Greenpeace a exprimé mercredi sa perplexité face au transfert à Saint-Pétersbourg des trente membres de l'équipage de son navire. Ils sont incarcérés depuis septembre après une action dans l'Arctique.
07 août 2015, 12:01
/ Màj. le 20 oct. 2015 à 10:39
In this image released by environmental organization Greenpeace, a Russian Coast guard officer, right,  points a gun at a Greenpeace International activist, left in yellow uniform, as five activists attempt to climb the Prirazlomnaya, an oil platform operated by Russian state-owned energy giant Gazprom platform in Russia's Pechora Sea, a section of the Barents Sea, Wednesday, Sept. 18, 2013. Greenpeace said two of its activists have been arrested after climbing onto the oil platform in Russia's Arctic waters. The group claims warning shots were fired across the organization's ship.  (AP Photo/Greenpeace, Denis  Sinyakov)  NO RESALE, NO ARCHIVE

"Nous n'avons trouvé aucun fondement légal pour le transfert de nos clients à une distance d'environ 1500 km" de Mourmansk (nord-ouest), lieu de leur détention initiale, a déclaré un avocat de l'ONG écologiste, Andreï Soutchkov, lors d'une conférence de presse à Saint-Pétersbourg.

Le Comité d'enquête russe a affirmé début novembre que les 30 détenus relevaient de la juridiction de Saint-Pétersbourg, en expliquant leur transfert dans cette ville.

L'avocat a de son côté estimé que cette affaire relevait du droit international et qu'elle devait "être examinée dans un tribunal international".

Demande de libération examinée

Actuellement, le tribunal international du droit de la mer, qui siège à Hambourg, en Allemagne, examine la demande de faire libérer l'équipage de l'Arctic Sunrise et doit rendre sa décision le 22 novembre.

Cette juridiction des Nations unies compétente pour régler les litiges maritimes avait été saisie par les Pays-Bas car l'Arctic Sunrise bat pavillon néerlandais.

"Nous n'avons pas vu nos clients après leur transfert à Saint-Pétersbourg.
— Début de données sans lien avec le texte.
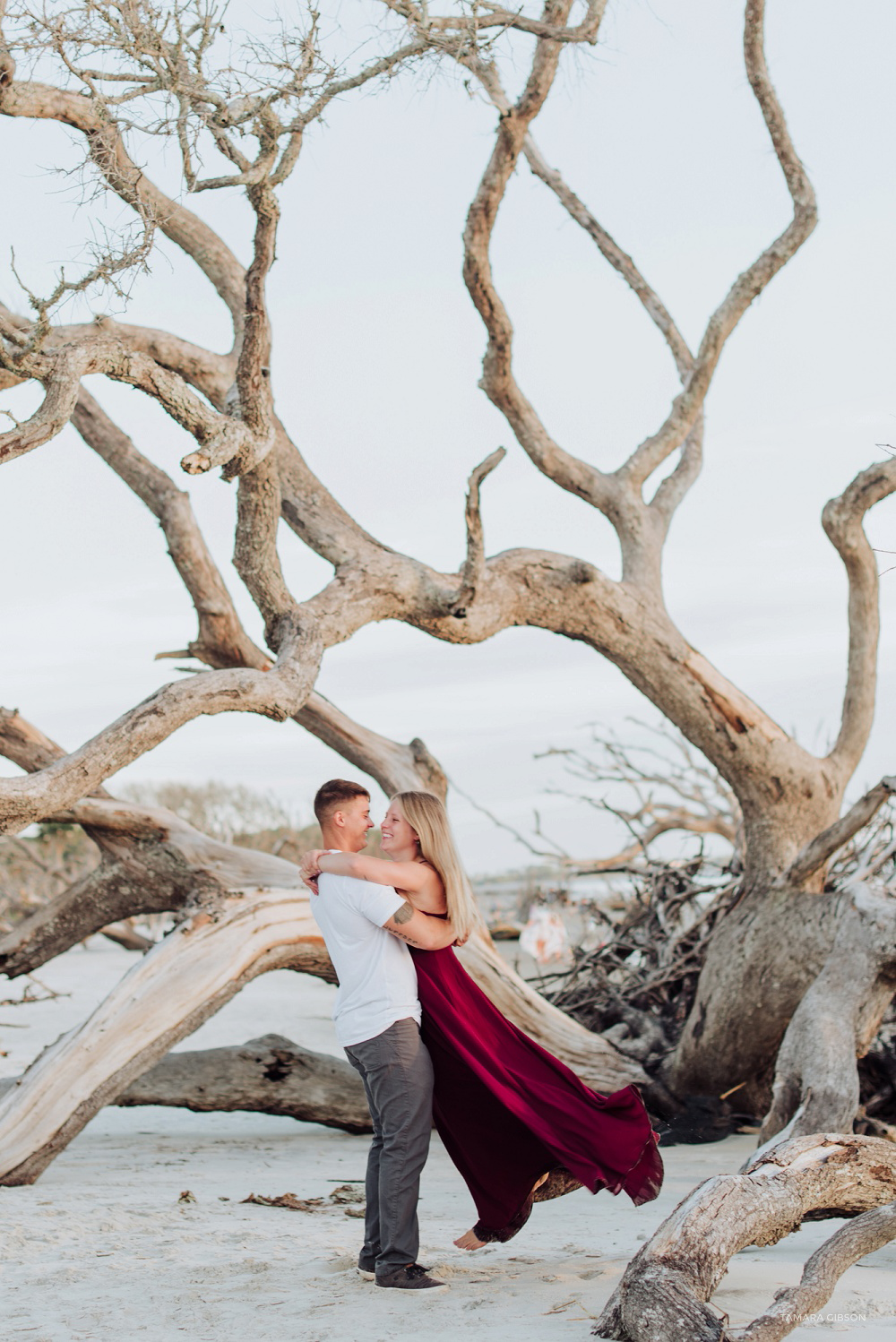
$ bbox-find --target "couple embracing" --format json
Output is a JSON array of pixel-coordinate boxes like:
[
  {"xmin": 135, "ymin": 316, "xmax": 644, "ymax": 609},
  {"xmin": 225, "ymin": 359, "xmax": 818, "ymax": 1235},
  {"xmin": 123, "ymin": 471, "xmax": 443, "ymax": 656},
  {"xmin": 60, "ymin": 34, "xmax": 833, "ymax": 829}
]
[{"xmin": 302, "ymin": 779, "xmax": 663, "ymax": 1291}]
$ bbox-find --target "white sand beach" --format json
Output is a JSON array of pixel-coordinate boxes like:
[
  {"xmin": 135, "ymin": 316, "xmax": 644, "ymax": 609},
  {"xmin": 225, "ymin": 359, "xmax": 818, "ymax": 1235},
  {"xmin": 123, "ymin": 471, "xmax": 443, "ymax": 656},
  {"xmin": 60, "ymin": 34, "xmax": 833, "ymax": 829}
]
[{"xmin": 0, "ymin": 938, "xmax": 896, "ymax": 1342}]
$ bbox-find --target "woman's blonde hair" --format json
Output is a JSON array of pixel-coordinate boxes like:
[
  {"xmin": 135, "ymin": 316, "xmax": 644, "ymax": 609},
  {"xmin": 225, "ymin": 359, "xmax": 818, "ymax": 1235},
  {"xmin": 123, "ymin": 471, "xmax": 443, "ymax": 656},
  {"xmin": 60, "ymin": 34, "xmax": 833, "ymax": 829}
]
[{"xmin": 392, "ymin": 792, "xmax": 480, "ymax": 937}]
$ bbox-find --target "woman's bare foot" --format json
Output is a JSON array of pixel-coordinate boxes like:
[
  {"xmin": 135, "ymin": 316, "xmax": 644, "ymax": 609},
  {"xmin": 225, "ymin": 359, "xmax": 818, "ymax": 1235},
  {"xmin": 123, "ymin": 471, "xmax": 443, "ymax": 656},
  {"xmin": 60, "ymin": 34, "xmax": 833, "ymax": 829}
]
[{"xmin": 454, "ymin": 1170, "xmax": 550, "ymax": 1250}]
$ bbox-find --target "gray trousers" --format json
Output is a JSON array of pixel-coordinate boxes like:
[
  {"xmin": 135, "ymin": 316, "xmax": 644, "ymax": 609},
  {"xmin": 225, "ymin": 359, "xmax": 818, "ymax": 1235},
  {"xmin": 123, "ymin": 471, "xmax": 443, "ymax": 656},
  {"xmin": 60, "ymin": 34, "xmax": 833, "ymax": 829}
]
[{"xmin": 346, "ymin": 1017, "xmax": 432, "ymax": 1275}]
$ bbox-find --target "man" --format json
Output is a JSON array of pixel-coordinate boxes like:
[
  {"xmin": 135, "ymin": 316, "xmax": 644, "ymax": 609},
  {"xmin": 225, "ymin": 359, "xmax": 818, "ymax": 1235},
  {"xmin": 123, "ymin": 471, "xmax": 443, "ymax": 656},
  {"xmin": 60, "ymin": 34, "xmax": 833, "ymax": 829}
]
[{"xmin": 311, "ymin": 779, "xmax": 454, "ymax": 1291}]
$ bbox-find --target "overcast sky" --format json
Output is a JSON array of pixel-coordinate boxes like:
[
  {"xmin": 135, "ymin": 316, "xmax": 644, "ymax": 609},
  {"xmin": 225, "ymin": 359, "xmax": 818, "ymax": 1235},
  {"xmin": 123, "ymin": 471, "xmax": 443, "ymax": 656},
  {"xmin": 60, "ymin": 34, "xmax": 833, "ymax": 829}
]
[{"xmin": 0, "ymin": 0, "xmax": 896, "ymax": 871}]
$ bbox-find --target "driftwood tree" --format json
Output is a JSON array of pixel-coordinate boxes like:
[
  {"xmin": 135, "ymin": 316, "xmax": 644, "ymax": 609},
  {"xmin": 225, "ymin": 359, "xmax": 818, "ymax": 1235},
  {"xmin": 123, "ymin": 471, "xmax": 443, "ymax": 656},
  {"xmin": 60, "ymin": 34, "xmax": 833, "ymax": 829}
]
[{"xmin": 0, "ymin": 0, "xmax": 896, "ymax": 1267}]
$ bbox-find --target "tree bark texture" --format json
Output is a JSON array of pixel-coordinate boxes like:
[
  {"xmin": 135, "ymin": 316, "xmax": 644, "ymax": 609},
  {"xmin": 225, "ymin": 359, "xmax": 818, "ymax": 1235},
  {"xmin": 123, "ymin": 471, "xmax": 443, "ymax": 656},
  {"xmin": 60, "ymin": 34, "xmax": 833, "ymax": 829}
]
[
  {"xmin": 0, "ymin": 0, "xmax": 896, "ymax": 1143},
  {"xmin": 594, "ymin": 1132, "xmax": 896, "ymax": 1342},
  {"xmin": 116, "ymin": 1035, "xmax": 372, "ymax": 1132}
]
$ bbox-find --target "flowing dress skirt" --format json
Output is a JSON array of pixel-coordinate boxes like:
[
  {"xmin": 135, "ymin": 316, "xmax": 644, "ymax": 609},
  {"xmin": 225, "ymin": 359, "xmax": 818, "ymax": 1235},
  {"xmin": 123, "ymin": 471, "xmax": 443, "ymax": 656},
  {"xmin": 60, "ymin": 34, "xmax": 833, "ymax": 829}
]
[{"xmin": 412, "ymin": 946, "xmax": 663, "ymax": 1240}]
Mais avant le départ de Mourmansk, ils étaient en bonne santé", a ajouté M. Soutchkov.

A nouveau incarcérés

Les trente membres de l'équipage de l'Arctic Sunrise de Greenpeace, arrêtés en septembre au moment de l'arraisonnement musclé de leur bateau par un commando héliporté des garde-côtes russes, ont été transférés mardi de Mourmansk à Saint-Pétersbourg en wagon spécial et à nouveau incarcérés.

Les membres d'équipage, dont 26 ne sont pas Russes, avaient initialement été placés en détention provisoire à Mourmansk, ville principale de la région, après que certains d'entre eux ont procédé à une action sur une plate-forme de Gazprom en mer de Barents.

Ces militants, qui voulaient dénoncer les risques écologiques liés à l'extraction du pétrole dans cette zone aux écosystèmes fragiles, doivent désormais répondre des accusations de "piraterie" (un crime passible de 15 ans d'emprisonnement) et de "hooliganisme" (passible de sept ans).

La première accusation devait être abandonnée pour laisser place à la seconde mais les deux accusations sont toujours en vigueur, selon Greenpeace.